発電所の管理やら見たことも聞いたこともないことは、本で読んでわかったふり
をして、ひたすら計算し続けました。このとき、1種まで行くことを決意しました
。それも、受ける以上一発合格を目標にしました。
電気のそばには近寄らないこ
とも決めていましたので、純粋に趣味の受験です。いままで理解できなかったテ
ブナンも、地絡問題でようやく使えるようになりました。とにかく複素数の計算
を手早くやる筆力をつけることです。
[2次試験]
計算には自信がありましたので、機械は何とかなると思っていました。電力・
管理にどれだけ計算問題がでるかが勝負です。ふたを開けると計算は3問でしたが
、送電線の損失問題はきっちり論述できました。はじめて見た燃料費問題は、増
分の意味を考えて解けました。おそらく90点程度取れていると確信しました。午
前の部で合格を確信しました。
ところが、機械が鬼門でした。誘導機の問題がありません。どきどきしながら、
まずは自動制御を片付けて、と思ったら、面倒そうなブロック線図にめまいを感
じました。特性方程式も普通の形ではありません。疑心暗鬼で終わらせました。
さて、もう一問の選択に悩みました。

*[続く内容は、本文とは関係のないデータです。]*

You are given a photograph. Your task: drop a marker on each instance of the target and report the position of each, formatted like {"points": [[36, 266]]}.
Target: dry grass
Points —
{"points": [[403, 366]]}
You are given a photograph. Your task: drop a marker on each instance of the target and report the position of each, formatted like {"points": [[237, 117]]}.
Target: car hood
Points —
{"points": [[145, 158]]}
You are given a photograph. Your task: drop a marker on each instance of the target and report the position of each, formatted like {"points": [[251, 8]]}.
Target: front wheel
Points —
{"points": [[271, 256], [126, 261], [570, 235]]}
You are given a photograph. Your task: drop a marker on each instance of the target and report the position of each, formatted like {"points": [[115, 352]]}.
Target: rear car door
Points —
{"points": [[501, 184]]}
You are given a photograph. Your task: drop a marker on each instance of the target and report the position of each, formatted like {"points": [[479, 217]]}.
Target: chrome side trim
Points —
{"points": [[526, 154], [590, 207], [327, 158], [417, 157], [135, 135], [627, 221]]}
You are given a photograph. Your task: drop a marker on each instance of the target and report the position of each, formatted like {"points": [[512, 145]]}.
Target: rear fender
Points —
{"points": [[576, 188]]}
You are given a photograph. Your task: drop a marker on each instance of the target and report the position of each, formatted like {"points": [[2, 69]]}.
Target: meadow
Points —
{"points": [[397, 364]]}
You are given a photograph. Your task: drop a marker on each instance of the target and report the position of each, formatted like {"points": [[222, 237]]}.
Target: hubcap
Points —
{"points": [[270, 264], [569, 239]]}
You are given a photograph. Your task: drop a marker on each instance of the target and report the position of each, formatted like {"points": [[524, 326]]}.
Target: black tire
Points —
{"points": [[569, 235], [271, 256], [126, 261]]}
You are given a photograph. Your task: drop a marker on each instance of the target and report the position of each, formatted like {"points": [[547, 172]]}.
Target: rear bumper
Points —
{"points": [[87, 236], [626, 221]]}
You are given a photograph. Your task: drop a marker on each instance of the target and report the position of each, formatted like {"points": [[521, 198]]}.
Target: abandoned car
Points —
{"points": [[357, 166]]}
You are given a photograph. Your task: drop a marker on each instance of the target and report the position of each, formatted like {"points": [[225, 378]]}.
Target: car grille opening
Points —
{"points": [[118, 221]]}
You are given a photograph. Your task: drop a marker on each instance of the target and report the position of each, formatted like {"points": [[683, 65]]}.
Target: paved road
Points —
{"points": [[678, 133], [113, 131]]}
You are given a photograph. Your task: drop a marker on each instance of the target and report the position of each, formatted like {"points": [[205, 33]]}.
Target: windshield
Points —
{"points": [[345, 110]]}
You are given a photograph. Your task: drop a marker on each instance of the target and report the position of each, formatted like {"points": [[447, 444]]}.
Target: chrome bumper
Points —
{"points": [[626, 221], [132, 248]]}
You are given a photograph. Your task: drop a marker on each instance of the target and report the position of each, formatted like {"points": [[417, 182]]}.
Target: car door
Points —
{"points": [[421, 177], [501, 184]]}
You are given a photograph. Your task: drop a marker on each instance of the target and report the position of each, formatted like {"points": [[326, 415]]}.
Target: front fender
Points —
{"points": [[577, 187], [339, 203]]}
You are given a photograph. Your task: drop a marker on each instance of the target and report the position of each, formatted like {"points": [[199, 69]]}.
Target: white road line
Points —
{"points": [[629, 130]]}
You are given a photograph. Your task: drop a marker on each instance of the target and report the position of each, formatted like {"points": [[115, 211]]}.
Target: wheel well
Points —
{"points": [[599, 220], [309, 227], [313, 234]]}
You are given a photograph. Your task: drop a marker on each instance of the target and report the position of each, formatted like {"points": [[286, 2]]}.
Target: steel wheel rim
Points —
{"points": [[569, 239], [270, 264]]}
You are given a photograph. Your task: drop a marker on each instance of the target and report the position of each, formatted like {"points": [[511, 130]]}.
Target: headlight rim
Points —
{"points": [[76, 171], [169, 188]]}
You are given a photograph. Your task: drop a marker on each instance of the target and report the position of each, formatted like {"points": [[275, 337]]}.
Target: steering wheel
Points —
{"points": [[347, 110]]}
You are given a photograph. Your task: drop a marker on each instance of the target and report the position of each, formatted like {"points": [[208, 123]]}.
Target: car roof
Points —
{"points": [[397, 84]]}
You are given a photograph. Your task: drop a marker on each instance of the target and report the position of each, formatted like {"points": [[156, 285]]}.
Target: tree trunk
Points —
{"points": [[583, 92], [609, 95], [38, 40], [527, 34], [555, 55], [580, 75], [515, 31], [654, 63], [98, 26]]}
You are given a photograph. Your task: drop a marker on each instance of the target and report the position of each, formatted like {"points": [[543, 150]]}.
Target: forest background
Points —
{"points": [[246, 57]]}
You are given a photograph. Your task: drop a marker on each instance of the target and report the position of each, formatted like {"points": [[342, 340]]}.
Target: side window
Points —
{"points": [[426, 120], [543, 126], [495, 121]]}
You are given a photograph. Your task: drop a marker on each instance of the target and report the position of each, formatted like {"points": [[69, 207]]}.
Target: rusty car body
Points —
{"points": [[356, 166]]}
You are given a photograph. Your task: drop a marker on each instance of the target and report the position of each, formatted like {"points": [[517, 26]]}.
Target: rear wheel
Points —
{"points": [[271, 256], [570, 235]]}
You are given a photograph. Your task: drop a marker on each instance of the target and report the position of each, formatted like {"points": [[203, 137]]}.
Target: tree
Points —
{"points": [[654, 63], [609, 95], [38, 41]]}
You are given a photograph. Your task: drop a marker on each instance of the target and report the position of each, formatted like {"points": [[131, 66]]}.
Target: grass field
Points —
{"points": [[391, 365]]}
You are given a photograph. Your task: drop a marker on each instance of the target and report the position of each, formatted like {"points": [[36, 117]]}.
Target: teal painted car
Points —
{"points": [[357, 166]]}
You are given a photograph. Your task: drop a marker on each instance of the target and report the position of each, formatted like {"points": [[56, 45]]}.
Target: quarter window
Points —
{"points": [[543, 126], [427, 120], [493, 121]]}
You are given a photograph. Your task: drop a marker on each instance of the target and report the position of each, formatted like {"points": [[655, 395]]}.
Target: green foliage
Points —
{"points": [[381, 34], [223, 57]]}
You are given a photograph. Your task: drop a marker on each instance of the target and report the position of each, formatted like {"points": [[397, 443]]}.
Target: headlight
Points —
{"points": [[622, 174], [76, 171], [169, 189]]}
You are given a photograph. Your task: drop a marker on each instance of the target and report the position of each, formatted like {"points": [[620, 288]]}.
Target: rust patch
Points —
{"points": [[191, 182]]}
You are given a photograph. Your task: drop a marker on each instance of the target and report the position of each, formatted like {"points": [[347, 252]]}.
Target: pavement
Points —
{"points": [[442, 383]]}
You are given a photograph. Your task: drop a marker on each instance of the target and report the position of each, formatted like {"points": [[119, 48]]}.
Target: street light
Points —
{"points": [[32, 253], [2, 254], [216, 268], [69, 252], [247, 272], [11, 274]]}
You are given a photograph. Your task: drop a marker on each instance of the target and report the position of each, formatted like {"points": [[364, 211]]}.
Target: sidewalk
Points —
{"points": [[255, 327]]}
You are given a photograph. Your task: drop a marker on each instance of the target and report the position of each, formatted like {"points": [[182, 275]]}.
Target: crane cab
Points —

もとよりパワエレは捨てていましたので、
半分解けそうなサイリスタ直流機と過去問で見たおかしな変圧器しかありません
。変圧器に着手しました。落ち着いて見ると単巻変圧器の問題であることに気が
つきました。解答用紙の左半分には、出題状況を図で書きました。そこには、巻
き線各部の電流等を記載しておきました。
ところが動揺が尾を引いたため、50kVA
が1550kVAになることが信じられなくて、結局、入力電流と直列巻線電流を取り替
えて、むりやり間違えました。試験場を出たとたんに1550kVAが正解であることが
わかりましたが、自信があった機械に3杯食わされ、落ちた、と思いました。
12月の標準回答発表までは、何度も試験問題をやり直して自己採点に努めました
。合格基準をみると合計得点が60%以上とありましたので、これはクリアしている
として機械が平均点を越えているかどうかだと思いました。
[反省]
電験出題者も進化しているので、過去問だけでは太刀打ちできない。とはいえ、
誘導機は出題されないことがあっても、制御がでないことはない。自動制御を征
服せよ。とまでは言わなくてもブロック線図とはアミーゴになるべし。